Damage to Puerto Rico caused by Hurricane Maria 22 days ago could take months - if not years - to fix, as someon the ground have said, but President Donald Trump on Thursday said that the US government cannot stay there "forever". The President was likely irked by San Juan Mayor Carmen Yulín Cruz for repeatedly appearing on cable news to ask for more help for Puerto Rico. Puerto Rico and its agencies owe more than $70 billion to creditors.
House Speaker Paul Ryan will lead a bipartisan delegation visiting Puerto Rico on Friday, according to the speaker's office.
Forty-five deaths in Puerto Rico have been blamed on Maria, about 85 percent of Puerto Rico residents still lack electricity and the government says it hopes to have electricity restored completely by March.
"Congress to decide how much to spend.We can not keep FEMA, the Military & the First Responders, who have been wonderful (under the most hard circumstances) in P.R. forever!" he added.
In a series of tweets, the president added, "electric and all infrastructure was disaster before hurricanes".
Officials in Puerto Rico have said it could take $5 billion to get the island's electrical infrastructure up and running again. "There will be a period in which we hope sooner rather than later, the U.S. military and (the Federal Emergency Management Agency), generally speaking, can withdraw because then the government and people of Puerto Rico are recovering sufficiently to start the process of rebuilding". "Mr. President, fulfill your moral imperative towards the people of Puerto Rico".
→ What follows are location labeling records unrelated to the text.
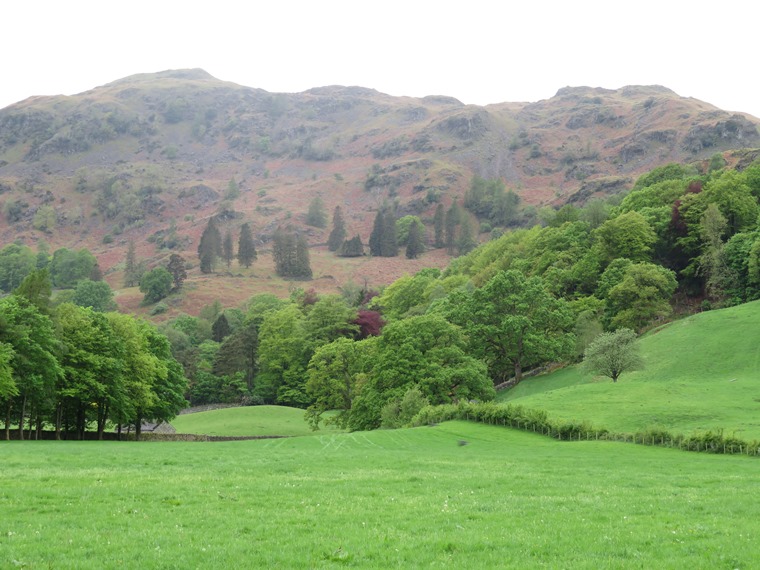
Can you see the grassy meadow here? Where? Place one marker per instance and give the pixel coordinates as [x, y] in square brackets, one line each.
[701, 373]
[405, 498]
[247, 420]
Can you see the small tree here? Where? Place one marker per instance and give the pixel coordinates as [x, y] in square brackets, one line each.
[156, 284]
[246, 248]
[613, 353]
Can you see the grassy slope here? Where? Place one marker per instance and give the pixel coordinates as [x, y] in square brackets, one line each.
[701, 373]
[249, 420]
[405, 499]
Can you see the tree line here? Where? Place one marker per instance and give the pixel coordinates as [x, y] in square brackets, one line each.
[72, 368]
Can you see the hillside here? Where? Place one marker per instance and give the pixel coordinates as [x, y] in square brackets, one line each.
[701, 373]
[149, 158]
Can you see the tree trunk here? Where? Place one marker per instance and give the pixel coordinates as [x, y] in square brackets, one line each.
[21, 418]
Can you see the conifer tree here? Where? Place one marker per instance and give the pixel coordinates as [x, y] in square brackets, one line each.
[352, 247]
[131, 271]
[376, 237]
[438, 224]
[414, 245]
[302, 269]
[246, 248]
[210, 247]
[338, 233]
[227, 249]
[316, 216]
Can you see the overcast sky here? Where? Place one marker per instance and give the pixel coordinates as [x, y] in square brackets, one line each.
[475, 50]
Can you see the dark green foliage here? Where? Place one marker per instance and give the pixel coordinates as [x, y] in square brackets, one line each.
[228, 253]
[16, 262]
[156, 284]
[438, 224]
[316, 215]
[210, 247]
[220, 329]
[352, 247]
[68, 267]
[291, 255]
[176, 267]
[94, 294]
[246, 248]
[338, 233]
[414, 243]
To hear more about what tech companies are doing, and about and grass-roots efforts to bring aid to the island, listen to the interview above.
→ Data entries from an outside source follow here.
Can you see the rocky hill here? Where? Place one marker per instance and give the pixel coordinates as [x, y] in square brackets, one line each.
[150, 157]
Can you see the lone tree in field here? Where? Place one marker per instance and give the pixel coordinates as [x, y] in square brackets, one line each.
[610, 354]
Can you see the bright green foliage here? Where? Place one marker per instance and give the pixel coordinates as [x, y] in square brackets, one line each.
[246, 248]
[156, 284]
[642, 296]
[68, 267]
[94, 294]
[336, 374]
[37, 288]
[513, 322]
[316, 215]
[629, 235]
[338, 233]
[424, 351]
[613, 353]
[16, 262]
Toxic waste is not the only drinking water worry in Puerto Rico.
At the Pentagon, Lt. Gen. Kenneth F. McKenzie Jr. told reporters "there's still plenty of work to be done" by the military troops in Puerto Rico.
The recovery has moved slowly since Maria struck the United States territory on September 20, leaving most of the island without basic services such as power and running water, according to residents, relief workers and local elected officials.
Bernie Williams, a Puerto Rico native, is lending a hand in Hurricane Maria efforts.
. The financial situation is more complicated than Trump's tweets suggest.
The House of Representatives approved a $36.5 billion disaster aid package Thursday to help victims struggling to recover from a string of devastating hurricanes and wildfires. For now, it ignores huge demands from the powerful Florida and Texas delegations, which together pressed for some $40 billion more.
The House bill includes a one-time payment of $1.27 billion to help Puerto Rico receive access to the U.S. Disaster Nutrition Program. A FEMA spokeswoman later said the agency would remain in Puerto Rico and other disaster-hit areas "every day" throughout their recoveries. He has promised that the island will get what it needs.
"Puerto Ricans are Americans, and we don't abandon each other".